You can provide static instructions for the agent using the system property, which accepts a single instruction or an array of instructions. systemStatic is simply another way to specify the same instructions.

For more complex scenarios, systemDynamic lets you define instructions that change based on the client and agent name – allowing for personalized or context-aware behavior. This property takes a function that generates the system prompts dynamically.

This interface defines the settings and resources an agent needs to run. Think of it as a blueprint for configuring each agent within the swarm.

It includes essential components like a client identifier, a logging system for tracking activity, a communication bus for interacting with other agents, and a mechanism for calling external tools. You'll also find settings for managing agent history and generating responses. Optionally, you can provide a list of tools the agent can use, and a validation function to check the agent’s output.

This interface defines the settings you use to set up how agents move between different tools or tasks. It lets you specify a tool’s name, a short explanation of what it does, and which agent it should move to. You can also add a helpful note for documentation and, importantly, provide a way to dynamically control whether the tool is even available to an agent based on things like the client or the agent's current state.
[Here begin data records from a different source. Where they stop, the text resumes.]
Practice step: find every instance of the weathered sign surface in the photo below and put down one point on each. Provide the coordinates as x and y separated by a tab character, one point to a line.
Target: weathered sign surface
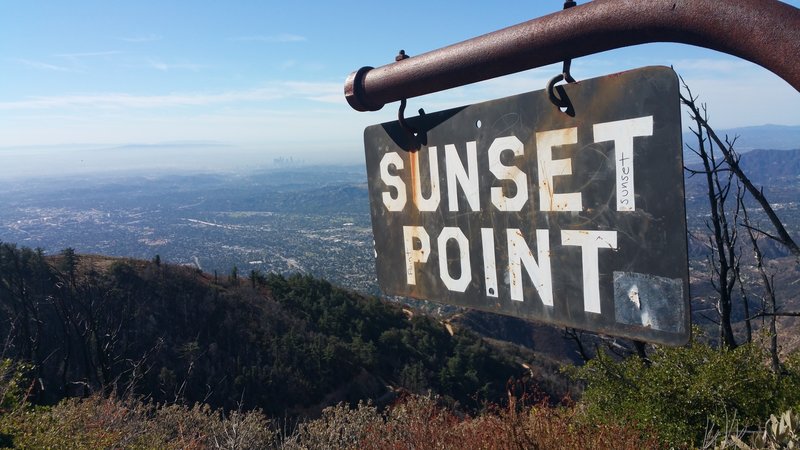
515	207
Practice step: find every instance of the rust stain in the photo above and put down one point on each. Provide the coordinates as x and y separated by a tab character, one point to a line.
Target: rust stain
413	163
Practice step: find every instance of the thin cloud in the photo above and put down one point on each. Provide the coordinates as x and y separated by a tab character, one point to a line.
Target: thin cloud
316	92
142	38
87	54
284	37
165	67
43	65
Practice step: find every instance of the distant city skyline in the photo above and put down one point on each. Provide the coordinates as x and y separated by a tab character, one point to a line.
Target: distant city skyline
268	76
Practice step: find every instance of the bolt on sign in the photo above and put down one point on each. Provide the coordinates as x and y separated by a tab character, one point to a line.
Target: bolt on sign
515	207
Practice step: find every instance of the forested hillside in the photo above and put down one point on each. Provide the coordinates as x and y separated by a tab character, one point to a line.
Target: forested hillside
284	345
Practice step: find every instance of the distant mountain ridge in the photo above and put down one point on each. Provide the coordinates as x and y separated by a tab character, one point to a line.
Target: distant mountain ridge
772	137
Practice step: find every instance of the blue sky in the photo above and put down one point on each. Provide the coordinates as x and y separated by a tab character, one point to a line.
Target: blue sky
267	76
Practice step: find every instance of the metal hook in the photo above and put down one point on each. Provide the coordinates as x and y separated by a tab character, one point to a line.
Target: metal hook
413	132
565	75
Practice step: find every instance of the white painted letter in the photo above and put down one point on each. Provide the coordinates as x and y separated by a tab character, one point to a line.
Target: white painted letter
622	133
590	242
519	254
399	202
455	171
503	172
549	168
431	203
460	284
489	264
412	255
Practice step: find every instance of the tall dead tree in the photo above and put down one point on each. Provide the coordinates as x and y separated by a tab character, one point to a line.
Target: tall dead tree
724	261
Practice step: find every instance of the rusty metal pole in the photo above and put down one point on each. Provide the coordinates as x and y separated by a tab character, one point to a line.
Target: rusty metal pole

This interface helps ensure the public-facing parts of your agent connection service are clearly defined and consistent. Think of it as a blueprint for how others should interact with your agent connection service, excluding any internal details that aren’t relevant to them. It's designed to make sure that the part of the service everyone sees and uses matches what's expected, promoting predictability and ease of use.

The IAgent interface describes how agents behave and interact within the orchestration framework. It outlines the core functions for running agents, providing input, and managing their lifecycle.

You can use the run method to quickly test an agent with a specific input without affecting its memory or past conversations. The execute method is the main way to run an agent, potentially updating its memory based on the chosen execution mode.

The waitForOutput function allows you to retrieve the agent's results after it’s finished processing.

Several commit... methods let you manually add messages – system prompts, developer instructions, user inputs, tool outputs, and assistant responses – to the agent's history or internal state. These are useful for debugging or controlling the agent’s conversational flow. You can also use methods like commitStopTools, commitAgentChange, and commitCancelOutput to directly influence the agent's ongoing operations and halt certain actions, like further tool calls. Finally, commitFlush provides a way to completely reset the agent's memory and start fresh.

This interface, IAdvisorSchema, defines the structure for an advisor within our AI agent swarm orchestration system. Think of it as a blueprint for how each advisor should behave and interact.

Every advisor needs a name (advisorName) to identify it and an optional description (docDescription) to explain its purpose.

You can also provide callbacks to hook into specific advisor actions, letting you customize its behavior.

Finally, each advisor must have a getChat method—this is the function the system uses to get a textual response from the advisor based on the input message.

This interface defines a set of optional notifications your application can listen for when working with the AI agent swarm orchestration framework. If you want to be informed about ongoing chat interactions, you can provide a function for the onChat property, which will be called whenever a chat message is generated. Similarly, if you need to know when a particular task or query has finished processing and a result is available, you can implement the onResult callback, providing you with the result ID and the content. These callbacks let you react to events happening within the agent swarm without needing to constantly poll for updates.